Tuesday, July 31, 2012

Self Soother

I know I talk a lot about share a lot of pictures get really annoying when it comes to my baby girl, Amy. That's because I have never known this kind of love!! It really is the best feeling in the world. How can you not go crazy over someone that was once a part of you?? And she is the most beautiful baby in the world!
She's so pretty! :)
Today I have to brag one more time. Normally, she has to be rocked or cuddled in order to take a nap. I decided to swaddle her, give her the paci and leave her alone this time. With the house being shown tomorrow, I had too much to do to rock her and cuddle with her, even though I would do it all day if I could! She cried and cried. I ignored it for a little bit then went and replaced the paci once and left. She fussed a little bit more. Next thing I know she is falling asleep!

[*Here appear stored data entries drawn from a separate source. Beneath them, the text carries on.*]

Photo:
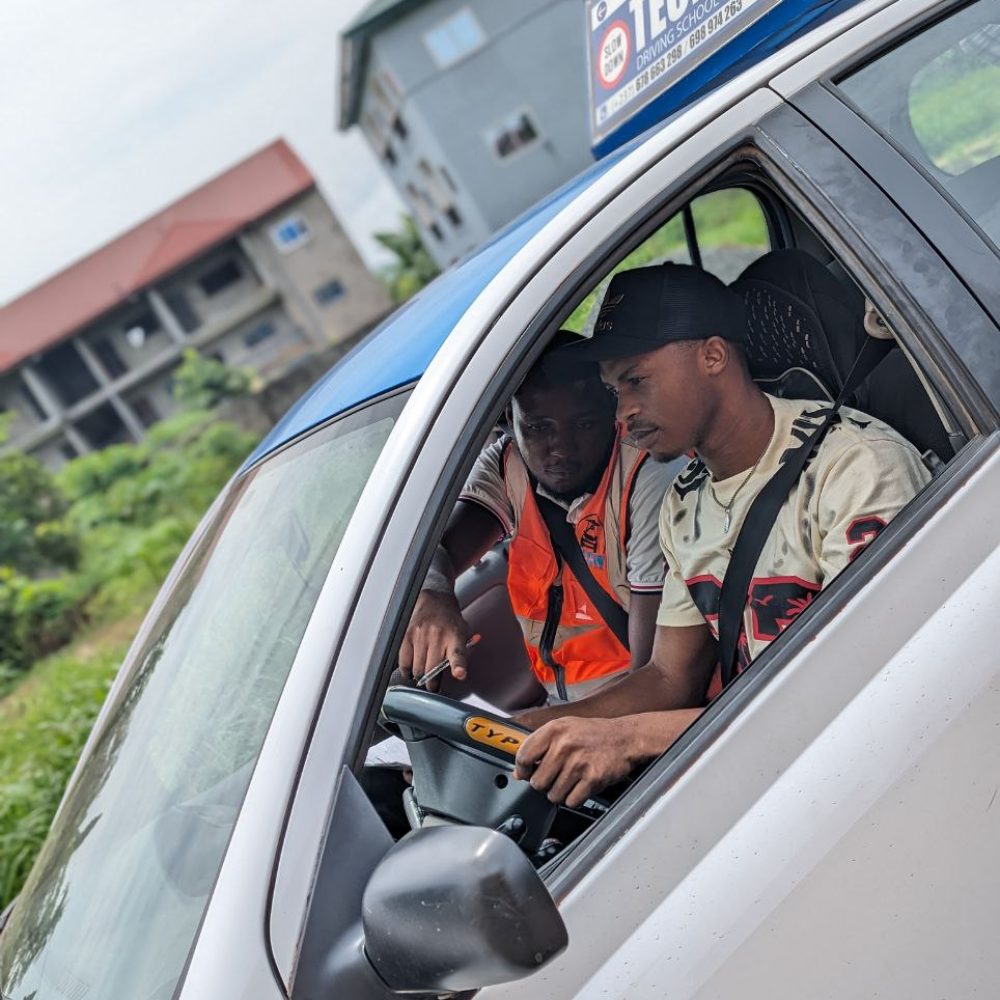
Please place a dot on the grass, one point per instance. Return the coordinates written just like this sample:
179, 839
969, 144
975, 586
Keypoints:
44, 723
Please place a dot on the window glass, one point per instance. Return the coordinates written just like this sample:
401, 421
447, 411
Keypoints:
937, 95
730, 232
116, 896
514, 133
455, 38
290, 233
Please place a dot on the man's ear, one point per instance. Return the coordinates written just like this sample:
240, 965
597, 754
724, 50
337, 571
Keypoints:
715, 355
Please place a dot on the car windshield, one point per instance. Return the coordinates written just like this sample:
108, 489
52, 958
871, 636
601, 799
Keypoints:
114, 901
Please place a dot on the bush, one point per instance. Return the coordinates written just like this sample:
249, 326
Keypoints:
42, 730
201, 383
33, 535
36, 617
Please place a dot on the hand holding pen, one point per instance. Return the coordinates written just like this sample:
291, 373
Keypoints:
425, 679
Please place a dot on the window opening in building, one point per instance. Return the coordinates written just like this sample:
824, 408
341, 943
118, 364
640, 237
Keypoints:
144, 410
290, 233
182, 310
63, 368
515, 133
139, 327
220, 277
110, 359
258, 333
103, 427
329, 292
455, 38
32, 400
391, 83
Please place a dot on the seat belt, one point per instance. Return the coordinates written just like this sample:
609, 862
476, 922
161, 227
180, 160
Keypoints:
763, 512
567, 545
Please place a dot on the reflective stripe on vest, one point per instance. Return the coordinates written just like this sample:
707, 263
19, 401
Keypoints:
569, 645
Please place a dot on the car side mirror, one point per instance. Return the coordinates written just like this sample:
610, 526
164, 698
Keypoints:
453, 908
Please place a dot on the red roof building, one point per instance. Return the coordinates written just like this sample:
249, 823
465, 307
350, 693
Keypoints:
251, 267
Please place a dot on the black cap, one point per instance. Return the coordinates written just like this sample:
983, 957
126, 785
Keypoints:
561, 363
647, 307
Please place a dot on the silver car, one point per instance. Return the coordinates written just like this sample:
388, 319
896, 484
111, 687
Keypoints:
827, 828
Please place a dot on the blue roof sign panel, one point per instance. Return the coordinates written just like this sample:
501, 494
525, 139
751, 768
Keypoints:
707, 49
639, 48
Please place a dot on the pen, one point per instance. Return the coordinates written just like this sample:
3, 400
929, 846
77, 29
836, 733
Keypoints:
425, 679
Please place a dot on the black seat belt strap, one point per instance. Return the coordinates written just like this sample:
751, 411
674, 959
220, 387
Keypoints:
566, 544
763, 513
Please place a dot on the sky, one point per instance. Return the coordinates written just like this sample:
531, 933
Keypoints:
112, 109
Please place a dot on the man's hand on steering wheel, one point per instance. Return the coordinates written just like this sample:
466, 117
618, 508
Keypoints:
570, 759
437, 631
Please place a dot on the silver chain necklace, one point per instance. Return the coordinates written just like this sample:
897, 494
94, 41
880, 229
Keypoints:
728, 507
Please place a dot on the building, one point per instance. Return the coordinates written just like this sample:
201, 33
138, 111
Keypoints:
251, 268
476, 109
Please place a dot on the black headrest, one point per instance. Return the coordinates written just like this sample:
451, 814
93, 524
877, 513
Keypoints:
800, 316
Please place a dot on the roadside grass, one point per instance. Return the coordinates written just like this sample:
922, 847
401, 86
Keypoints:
44, 723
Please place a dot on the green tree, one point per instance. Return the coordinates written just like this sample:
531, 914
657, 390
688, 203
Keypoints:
33, 532
201, 383
413, 268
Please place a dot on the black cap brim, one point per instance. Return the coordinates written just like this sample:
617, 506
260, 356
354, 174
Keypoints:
610, 348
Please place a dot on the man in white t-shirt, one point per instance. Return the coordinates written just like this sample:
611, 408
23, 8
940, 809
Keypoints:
566, 459
669, 339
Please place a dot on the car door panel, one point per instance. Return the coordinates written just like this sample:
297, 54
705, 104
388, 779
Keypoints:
762, 852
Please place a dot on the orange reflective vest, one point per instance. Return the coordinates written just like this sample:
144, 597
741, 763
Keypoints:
571, 649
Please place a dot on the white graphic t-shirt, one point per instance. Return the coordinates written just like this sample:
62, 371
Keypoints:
861, 475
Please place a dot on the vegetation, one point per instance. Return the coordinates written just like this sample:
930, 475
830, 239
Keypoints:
202, 382
82, 554
413, 267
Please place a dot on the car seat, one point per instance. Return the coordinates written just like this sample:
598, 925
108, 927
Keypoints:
806, 328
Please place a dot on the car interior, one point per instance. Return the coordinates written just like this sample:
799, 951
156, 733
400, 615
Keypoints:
808, 321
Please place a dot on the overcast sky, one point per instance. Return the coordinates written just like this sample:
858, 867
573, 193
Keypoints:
111, 109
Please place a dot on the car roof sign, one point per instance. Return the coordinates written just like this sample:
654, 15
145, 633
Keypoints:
650, 58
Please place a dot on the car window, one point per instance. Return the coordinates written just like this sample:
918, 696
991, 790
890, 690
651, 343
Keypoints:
130, 862
937, 95
725, 231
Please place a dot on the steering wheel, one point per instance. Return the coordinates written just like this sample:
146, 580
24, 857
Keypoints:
463, 764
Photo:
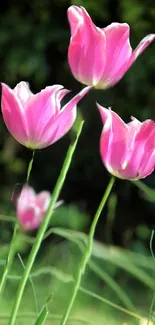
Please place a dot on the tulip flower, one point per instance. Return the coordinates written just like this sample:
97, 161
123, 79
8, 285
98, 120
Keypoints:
127, 150
100, 56
32, 207
37, 120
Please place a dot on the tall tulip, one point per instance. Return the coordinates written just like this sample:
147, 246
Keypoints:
31, 207
127, 150
37, 120
100, 56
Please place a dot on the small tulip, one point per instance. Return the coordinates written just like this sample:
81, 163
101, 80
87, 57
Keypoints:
100, 56
127, 150
37, 120
31, 207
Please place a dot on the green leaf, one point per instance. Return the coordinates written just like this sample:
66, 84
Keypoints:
43, 314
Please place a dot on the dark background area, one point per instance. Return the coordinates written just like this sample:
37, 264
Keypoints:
34, 38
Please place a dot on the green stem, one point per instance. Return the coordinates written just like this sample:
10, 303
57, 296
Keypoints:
44, 226
87, 253
12, 248
30, 167
11, 254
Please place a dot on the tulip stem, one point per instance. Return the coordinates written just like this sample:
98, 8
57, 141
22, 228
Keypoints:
43, 227
12, 248
88, 251
30, 167
11, 254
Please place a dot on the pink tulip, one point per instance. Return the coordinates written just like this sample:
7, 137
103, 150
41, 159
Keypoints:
127, 150
32, 207
37, 121
100, 56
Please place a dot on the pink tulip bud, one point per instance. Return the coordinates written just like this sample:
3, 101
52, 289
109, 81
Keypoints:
100, 56
31, 207
37, 121
127, 150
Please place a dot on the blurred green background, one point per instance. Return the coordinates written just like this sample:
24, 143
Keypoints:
34, 38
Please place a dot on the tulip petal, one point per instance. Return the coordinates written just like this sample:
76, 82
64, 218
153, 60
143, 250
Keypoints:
43, 200
23, 92
141, 47
86, 53
113, 139
118, 51
40, 109
143, 146
57, 128
13, 114
74, 16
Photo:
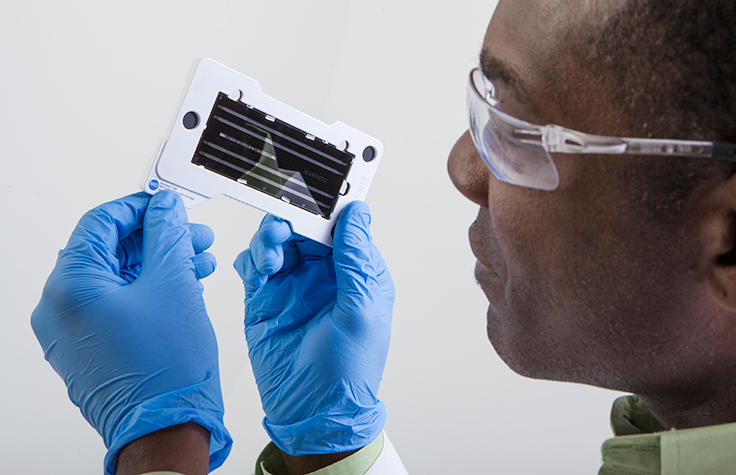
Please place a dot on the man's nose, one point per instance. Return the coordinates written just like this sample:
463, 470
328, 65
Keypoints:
467, 171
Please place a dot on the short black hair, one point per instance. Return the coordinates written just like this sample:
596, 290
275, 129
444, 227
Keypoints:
670, 66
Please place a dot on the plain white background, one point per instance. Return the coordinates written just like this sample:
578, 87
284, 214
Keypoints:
87, 90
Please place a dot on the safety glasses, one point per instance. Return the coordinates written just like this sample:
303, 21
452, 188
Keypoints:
519, 152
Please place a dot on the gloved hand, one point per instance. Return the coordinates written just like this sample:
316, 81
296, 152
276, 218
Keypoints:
123, 322
318, 322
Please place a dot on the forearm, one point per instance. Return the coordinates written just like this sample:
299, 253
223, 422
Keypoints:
183, 448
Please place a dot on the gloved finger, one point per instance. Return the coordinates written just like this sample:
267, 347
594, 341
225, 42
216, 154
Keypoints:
358, 265
204, 264
202, 237
166, 240
101, 229
266, 246
309, 249
130, 250
246, 269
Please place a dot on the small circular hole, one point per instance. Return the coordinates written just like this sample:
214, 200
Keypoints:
235, 95
190, 120
369, 153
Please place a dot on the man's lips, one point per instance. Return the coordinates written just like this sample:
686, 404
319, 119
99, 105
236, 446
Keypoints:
483, 246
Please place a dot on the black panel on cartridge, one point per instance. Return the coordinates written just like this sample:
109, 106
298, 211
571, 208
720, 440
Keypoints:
251, 147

This is from another nap- when she required a cuddle. Not today!!!

I have been worrying the past few days (worry should be my middle name) that she would never learn to self soothe. I had visions of the daycare workers talking behind my back about how bad mother I am because Amy couldn't fall asleep on her own. I know, silly me. 


Well I think (and I hope I am not jinxing myself) that maybe, just maybe, she is learning to self soothe! Now I am going to pray that the thunderstorm doesn't wake her up!